Looking for guilt-free comfort food? You’ve found it here. Riced Cauliflower Au Gratin is mashed potatoes’ low-carb, low-calorie cousin. The horseradish gives it a great kick. So, whether you’re looking for a delicious side dish or just love cauliflower, this is a fantastic addition to any meal.
Source: Adapted from Lori’s Cauliflower Au Gratin—uses fresh cauliflower/florets for different texture
Prep time: 30 minutes Total time: 1 hour Serves: 10
Preheat oven to 425⁰F
- 2 bags riced cauliflower
- 2 Tablespoons grated Parmesan cheese
- 1 Tablespoon scallions (plus more for garnish)
- 3 Tablespoons butter
- 1 Tablespoon onion
- 1 Tablespoon minced garlic
- 1 cup vegetable broth
- 1 cup milk (this recipe used 2%)
- 2 Tablespoons prepared horseradish
- ½ teaspoon salt
- ½ teaspoon black pepper
- ½ cup shredded sharp or extra sharp cheddar cheese
- Melt butter in large skillet over low heat. Add onion, garlic, and cauliflower, cooking and stirring until tender but not brown, 3-5 minutes. Pour in broth and bring to a boil. Cook over high heat until broth evaporates completely, 8-10 minutes. Remove from heat.

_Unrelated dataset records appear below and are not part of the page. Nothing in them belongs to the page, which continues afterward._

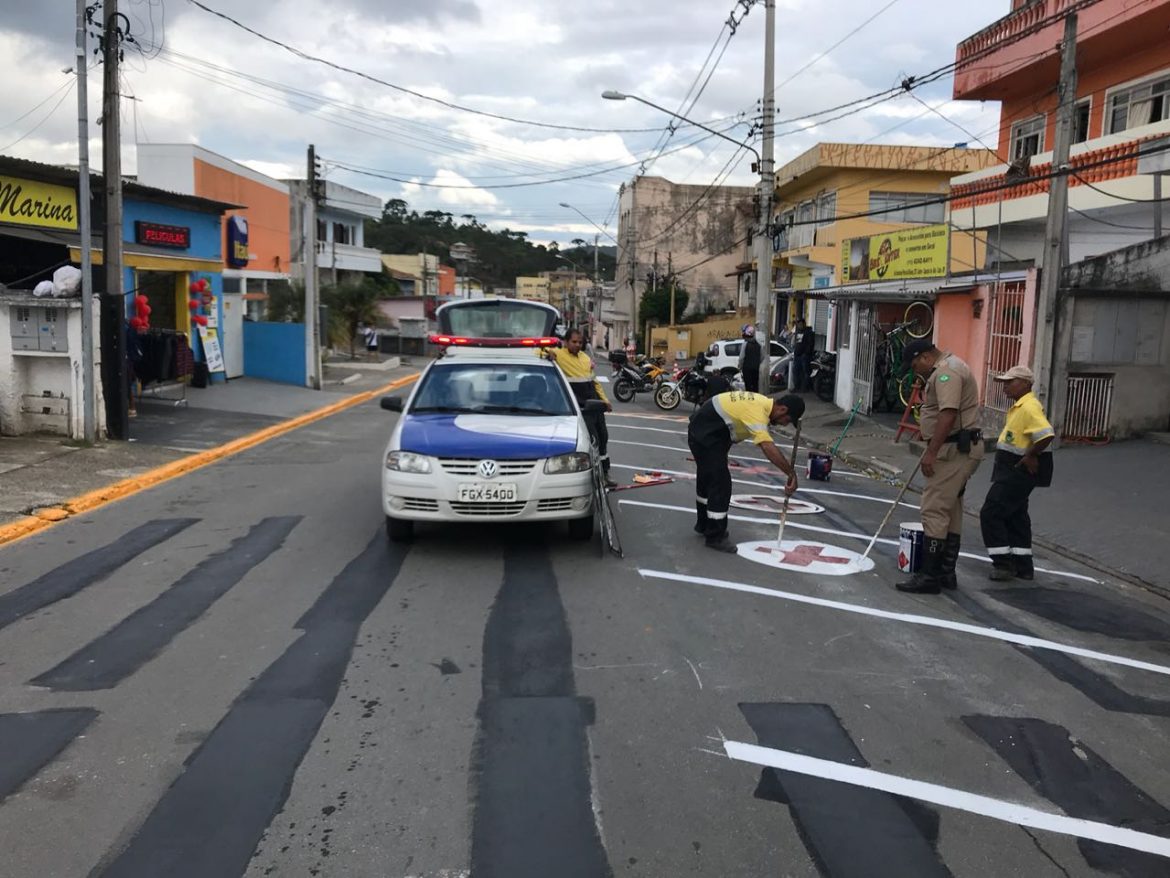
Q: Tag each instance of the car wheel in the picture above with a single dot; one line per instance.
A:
(582, 528)
(624, 391)
(399, 530)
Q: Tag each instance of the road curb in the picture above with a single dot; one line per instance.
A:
(93, 500)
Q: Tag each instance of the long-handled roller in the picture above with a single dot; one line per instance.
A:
(784, 510)
(892, 508)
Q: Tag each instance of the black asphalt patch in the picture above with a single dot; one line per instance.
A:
(211, 820)
(534, 813)
(1099, 688)
(81, 573)
(110, 658)
(1087, 611)
(1082, 784)
(850, 831)
(29, 740)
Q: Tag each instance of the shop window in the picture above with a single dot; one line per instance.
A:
(1141, 104)
(1081, 121)
(904, 207)
(1027, 137)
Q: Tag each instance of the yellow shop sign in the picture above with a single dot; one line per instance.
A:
(895, 255)
(28, 203)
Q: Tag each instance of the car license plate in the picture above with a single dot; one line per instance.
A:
(487, 493)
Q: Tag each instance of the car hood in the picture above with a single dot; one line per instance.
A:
(489, 436)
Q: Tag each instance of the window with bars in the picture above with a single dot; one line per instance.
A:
(1027, 137)
(1140, 104)
(904, 207)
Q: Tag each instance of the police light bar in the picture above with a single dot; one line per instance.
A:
(456, 340)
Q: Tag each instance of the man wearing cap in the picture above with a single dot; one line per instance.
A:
(950, 416)
(721, 422)
(749, 359)
(1023, 461)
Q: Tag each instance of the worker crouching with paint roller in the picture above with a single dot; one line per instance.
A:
(721, 422)
(950, 416)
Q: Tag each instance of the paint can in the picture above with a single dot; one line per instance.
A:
(820, 466)
(909, 547)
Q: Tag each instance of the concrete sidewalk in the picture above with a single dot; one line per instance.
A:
(1106, 507)
(40, 472)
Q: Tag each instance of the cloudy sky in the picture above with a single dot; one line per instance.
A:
(192, 76)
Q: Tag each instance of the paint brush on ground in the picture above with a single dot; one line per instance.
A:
(894, 506)
(784, 510)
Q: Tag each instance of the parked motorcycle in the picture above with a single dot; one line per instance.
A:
(823, 375)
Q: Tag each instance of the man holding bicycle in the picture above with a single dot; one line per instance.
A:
(950, 416)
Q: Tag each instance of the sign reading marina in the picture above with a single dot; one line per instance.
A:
(895, 255)
(45, 205)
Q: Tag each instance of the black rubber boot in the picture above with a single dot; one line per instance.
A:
(701, 519)
(928, 581)
(950, 558)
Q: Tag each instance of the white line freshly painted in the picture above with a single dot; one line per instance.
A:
(948, 797)
(761, 460)
(831, 532)
(804, 489)
(913, 619)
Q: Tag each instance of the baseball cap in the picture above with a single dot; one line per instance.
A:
(919, 345)
(1017, 372)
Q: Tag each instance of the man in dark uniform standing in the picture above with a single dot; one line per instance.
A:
(721, 422)
(950, 426)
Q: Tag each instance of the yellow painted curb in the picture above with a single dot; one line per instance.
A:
(133, 485)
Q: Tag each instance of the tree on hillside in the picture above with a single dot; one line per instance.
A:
(655, 304)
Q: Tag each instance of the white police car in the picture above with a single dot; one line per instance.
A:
(490, 431)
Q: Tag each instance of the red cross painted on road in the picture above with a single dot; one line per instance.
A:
(805, 555)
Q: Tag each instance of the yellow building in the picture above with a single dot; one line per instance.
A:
(532, 289)
(831, 182)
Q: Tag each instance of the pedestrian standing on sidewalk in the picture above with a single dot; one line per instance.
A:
(750, 359)
(578, 369)
(950, 415)
(1023, 461)
(804, 342)
(720, 423)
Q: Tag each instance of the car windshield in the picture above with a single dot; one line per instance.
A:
(497, 320)
(493, 389)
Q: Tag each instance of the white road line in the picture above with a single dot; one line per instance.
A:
(912, 618)
(831, 532)
(948, 797)
(759, 460)
(770, 487)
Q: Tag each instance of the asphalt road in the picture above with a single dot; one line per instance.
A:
(235, 674)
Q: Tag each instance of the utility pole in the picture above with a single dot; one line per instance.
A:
(115, 364)
(84, 220)
(311, 322)
(1055, 242)
(669, 275)
(766, 191)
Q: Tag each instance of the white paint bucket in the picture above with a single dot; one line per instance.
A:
(909, 547)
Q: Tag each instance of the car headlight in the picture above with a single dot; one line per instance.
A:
(407, 461)
(576, 462)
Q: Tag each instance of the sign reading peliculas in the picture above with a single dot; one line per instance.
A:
(28, 203)
(895, 255)
(159, 235)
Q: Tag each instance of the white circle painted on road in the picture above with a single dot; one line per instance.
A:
(804, 556)
(775, 503)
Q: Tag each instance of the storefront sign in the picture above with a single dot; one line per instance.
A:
(895, 255)
(27, 203)
(236, 241)
(212, 354)
(159, 235)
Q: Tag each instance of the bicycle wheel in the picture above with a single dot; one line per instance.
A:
(919, 319)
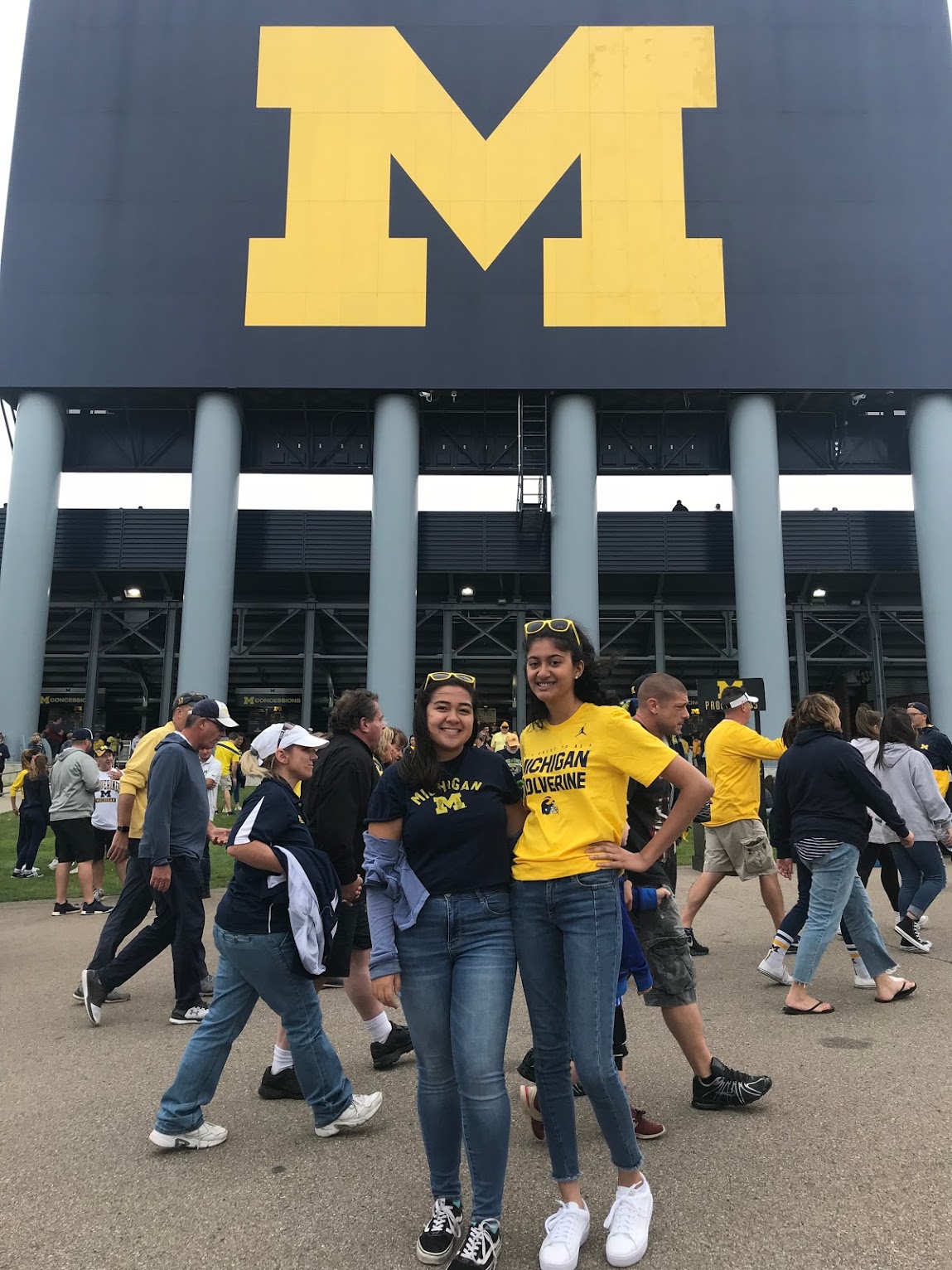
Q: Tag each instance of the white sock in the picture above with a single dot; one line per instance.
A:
(282, 1060)
(379, 1026)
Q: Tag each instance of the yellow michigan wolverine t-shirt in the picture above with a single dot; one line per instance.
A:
(575, 778)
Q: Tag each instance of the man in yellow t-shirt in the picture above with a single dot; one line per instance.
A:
(735, 838)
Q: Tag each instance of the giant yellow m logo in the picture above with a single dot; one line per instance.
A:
(611, 97)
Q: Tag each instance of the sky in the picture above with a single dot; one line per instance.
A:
(436, 493)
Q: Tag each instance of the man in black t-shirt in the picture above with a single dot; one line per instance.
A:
(661, 710)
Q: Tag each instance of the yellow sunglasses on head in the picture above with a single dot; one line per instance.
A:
(442, 676)
(558, 625)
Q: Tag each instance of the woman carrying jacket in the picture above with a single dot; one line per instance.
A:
(906, 775)
(260, 955)
(820, 799)
(867, 742)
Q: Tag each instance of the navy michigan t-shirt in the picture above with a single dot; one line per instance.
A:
(455, 837)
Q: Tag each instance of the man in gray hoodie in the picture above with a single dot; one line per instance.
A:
(172, 846)
(74, 780)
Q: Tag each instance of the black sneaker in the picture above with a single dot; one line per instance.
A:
(727, 1088)
(388, 1053)
(442, 1234)
(481, 1248)
(913, 938)
(694, 948)
(284, 1085)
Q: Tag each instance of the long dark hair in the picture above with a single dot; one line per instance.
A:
(419, 768)
(897, 730)
(591, 686)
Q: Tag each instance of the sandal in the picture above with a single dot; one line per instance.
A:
(906, 991)
(813, 1010)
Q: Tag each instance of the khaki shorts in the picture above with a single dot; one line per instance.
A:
(740, 847)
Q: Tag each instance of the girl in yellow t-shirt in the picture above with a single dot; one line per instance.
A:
(579, 754)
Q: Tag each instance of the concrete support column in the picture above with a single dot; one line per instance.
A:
(758, 555)
(391, 640)
(574, 467)
(932, 477)
(26, 573)
(210, 561)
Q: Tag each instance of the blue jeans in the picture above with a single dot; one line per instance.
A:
(569, 944)
(838, 893)
(457, 972)
(923, 873)
(253, 967)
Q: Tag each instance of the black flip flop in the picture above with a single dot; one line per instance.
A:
(903, 992)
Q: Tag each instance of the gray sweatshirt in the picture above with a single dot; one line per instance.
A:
(74, 780)
(176, 812)
(909, 780)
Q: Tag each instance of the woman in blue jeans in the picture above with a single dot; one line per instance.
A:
(820, 802)
(579, 754)
(259, 957)
(438, 870)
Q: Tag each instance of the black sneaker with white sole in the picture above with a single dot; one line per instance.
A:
(442, 1234)
(481, 1248)
(388, 1053)
(284, 1085)
(913, 938)
(725, 1088)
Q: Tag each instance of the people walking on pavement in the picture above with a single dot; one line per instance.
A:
(821, 795)
(438, 870)
(661, 710)
(904, 771)
(33, 814)
(735, 838)
(272, 931)
(74, 780)
(174, 835)
(579, 754)
(136, 895)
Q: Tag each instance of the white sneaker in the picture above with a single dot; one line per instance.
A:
(567, 1229)
(363, 1108)
(627, 1224)
(773, 967)
(196, 1139)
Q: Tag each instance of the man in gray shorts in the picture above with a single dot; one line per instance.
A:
(661, 710)
(735, 838)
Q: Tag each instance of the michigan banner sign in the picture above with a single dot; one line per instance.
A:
(616, 193)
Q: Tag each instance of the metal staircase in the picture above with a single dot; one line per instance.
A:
(532, 499)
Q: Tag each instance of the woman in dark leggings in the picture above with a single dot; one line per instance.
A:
(786, 938)
(867, 742)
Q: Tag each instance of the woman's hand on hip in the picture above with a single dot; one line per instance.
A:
(386, 990)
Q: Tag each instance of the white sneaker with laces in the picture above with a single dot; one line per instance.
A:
(196, 1139)
(567, 1229)
(773, 967)
(363, 1108)
(627, 1224)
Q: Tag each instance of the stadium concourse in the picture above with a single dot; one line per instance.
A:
(859, 1098)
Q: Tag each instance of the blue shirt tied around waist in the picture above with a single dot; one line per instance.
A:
(395, 897)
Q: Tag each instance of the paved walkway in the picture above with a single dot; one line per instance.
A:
(846, 1164)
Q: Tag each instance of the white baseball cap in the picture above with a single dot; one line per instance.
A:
(279, 735)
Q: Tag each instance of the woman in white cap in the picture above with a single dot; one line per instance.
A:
(271, 931)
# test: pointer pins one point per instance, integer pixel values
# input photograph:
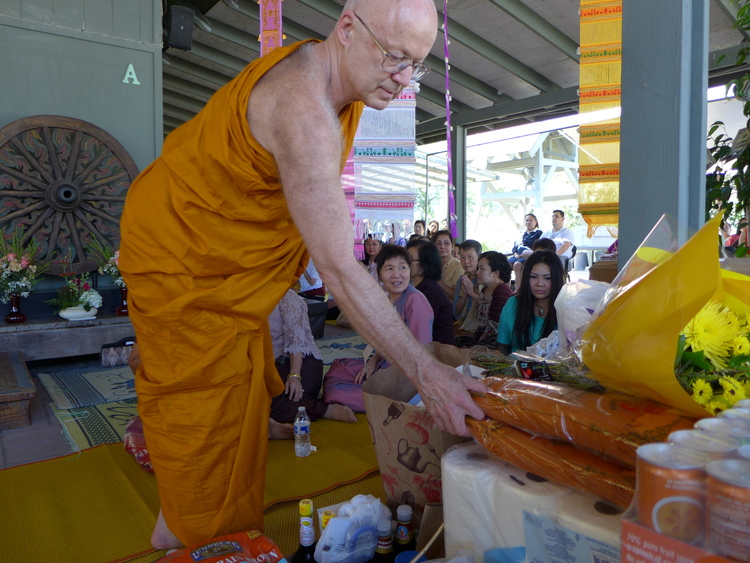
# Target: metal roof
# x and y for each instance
(512, 61)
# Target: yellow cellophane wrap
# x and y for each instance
(631, 347)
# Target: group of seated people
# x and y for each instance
(464, 301)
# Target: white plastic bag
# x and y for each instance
(575, 306)
(352, 535)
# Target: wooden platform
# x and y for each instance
(56, 338)
(16, 391)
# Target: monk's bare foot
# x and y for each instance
(341, 413)
(279, 431)
(163, 538)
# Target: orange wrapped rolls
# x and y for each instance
(609, 424)
(556, 461)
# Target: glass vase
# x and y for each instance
(15, 316)
(123, 308)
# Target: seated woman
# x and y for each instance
(343, 381)
(493, 272)
(372, 248)
(299, 366)
(530, 315)
(426, 269)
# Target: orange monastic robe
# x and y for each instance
(208, 249)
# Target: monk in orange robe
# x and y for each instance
(212, 237)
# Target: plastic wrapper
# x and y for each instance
(608, 424)
(351, 536)
(631, 343)
(239, 547)
(556, 461)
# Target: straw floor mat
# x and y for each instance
(99, 506)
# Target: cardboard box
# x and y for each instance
(639, 544)
(407, 443)
(16, 391)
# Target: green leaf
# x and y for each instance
(696, 359)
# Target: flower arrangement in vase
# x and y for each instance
(76, 300)
(109, 263)
(18, 272)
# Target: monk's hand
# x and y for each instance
(293, 389)
(445, 393)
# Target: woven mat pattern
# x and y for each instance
(84, 387)
(87, 427)
(99, 506)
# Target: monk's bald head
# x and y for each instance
(385, 13)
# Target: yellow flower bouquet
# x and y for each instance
(673, 325)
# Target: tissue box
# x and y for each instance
(407, 444)
(643, 545)
(498, 512)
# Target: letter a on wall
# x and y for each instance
(130, 75)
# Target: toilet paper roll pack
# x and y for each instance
(484, 499)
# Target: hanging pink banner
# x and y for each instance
(270, 25)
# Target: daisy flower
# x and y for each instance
(712, 331)
(741, 346)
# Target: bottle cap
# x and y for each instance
(305, 507)
(384, 527)
(403, 513)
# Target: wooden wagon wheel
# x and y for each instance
(63, 181)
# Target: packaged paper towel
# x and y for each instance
(500, 513)
(591, 516)
(484, 499)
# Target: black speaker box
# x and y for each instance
(179, 28)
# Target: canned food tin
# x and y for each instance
(728, 508)
(670, 490)
(713, 445)
(735, 427)
(735, 413)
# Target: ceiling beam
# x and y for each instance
(730, 10)
(432, 95)
(198, 71)
(541, 27)
(477, 117)
(499, 57)
(180, 85)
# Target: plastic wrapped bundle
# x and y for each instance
(557, 461)
(608, 424)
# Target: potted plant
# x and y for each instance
(76, 300)
(109, 263)
(728, 183)
(18, 272)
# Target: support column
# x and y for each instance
(458, 160)
(663, 123)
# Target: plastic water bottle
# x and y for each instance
(302, 433)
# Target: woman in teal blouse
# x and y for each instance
(530, 315)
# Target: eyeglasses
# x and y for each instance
(395, 64)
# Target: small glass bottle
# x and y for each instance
(302, 433)
(306, 550)
(405, 538)
(384, 552)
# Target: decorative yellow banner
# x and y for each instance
(600, 79)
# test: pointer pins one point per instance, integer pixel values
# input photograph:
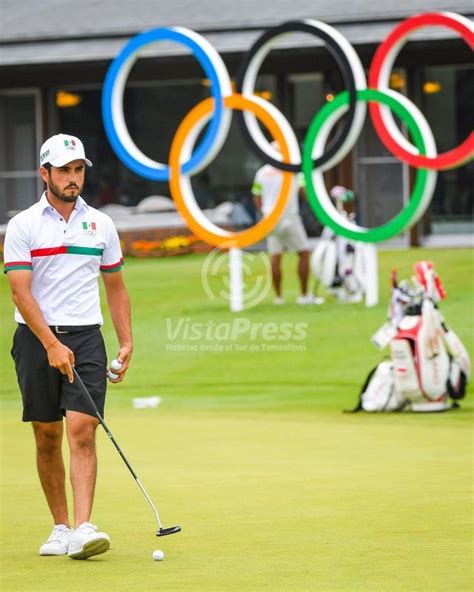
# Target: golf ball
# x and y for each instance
(115, 365)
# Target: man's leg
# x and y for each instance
(303, 271)
(50, 465)
(276, 273)
(83, 466)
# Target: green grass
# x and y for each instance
(276, 488)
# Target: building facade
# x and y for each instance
(54, 57)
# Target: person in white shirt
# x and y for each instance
(54, 253)
(289, 234)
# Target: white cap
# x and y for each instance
(61, 149)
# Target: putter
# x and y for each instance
(82, 387)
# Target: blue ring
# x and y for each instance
(216, 92)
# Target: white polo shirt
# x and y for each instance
(268, 182)
(65, 259)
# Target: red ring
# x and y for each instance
(448, 159)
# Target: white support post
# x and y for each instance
(236, 285)
(372, 275)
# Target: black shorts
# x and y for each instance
(47, 394)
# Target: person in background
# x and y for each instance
(289, 234)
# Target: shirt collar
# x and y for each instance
(44, 203)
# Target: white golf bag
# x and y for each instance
(340, 267)
(429, 366)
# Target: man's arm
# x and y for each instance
(119, 306)
(59, 356)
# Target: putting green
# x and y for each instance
(274, 487)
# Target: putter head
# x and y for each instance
(166, 531)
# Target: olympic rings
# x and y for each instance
(318, 197)
(184, 163)
(112, 102)
(379, 77)
(353, 76)
(180, 184)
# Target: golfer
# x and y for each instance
(54, 252)
(289, 234)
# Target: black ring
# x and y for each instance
(347, 75)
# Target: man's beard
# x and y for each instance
(62, 195)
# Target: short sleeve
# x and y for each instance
(16, 249)
(112, 258)
(257, 185)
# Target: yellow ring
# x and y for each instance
(223, 238)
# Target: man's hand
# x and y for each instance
(62, 358)
(124, 356)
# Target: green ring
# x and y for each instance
(403, 219)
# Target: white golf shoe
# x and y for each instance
(309, 299)
(58, 542)
(85, 542)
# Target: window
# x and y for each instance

- Pour milk into skillet; transfer to blender and purée (or purée with an immersion blender) until smooth. Stir in horseradish, Parmesan, salt, and pepper. Transfer to a 9-inch baking dish (I used an 11-in x 7-in pan) . Top with cheddar cheese.
- Bake uncovered until golden brown, about 25 minutes. Garnish with scallions (if using).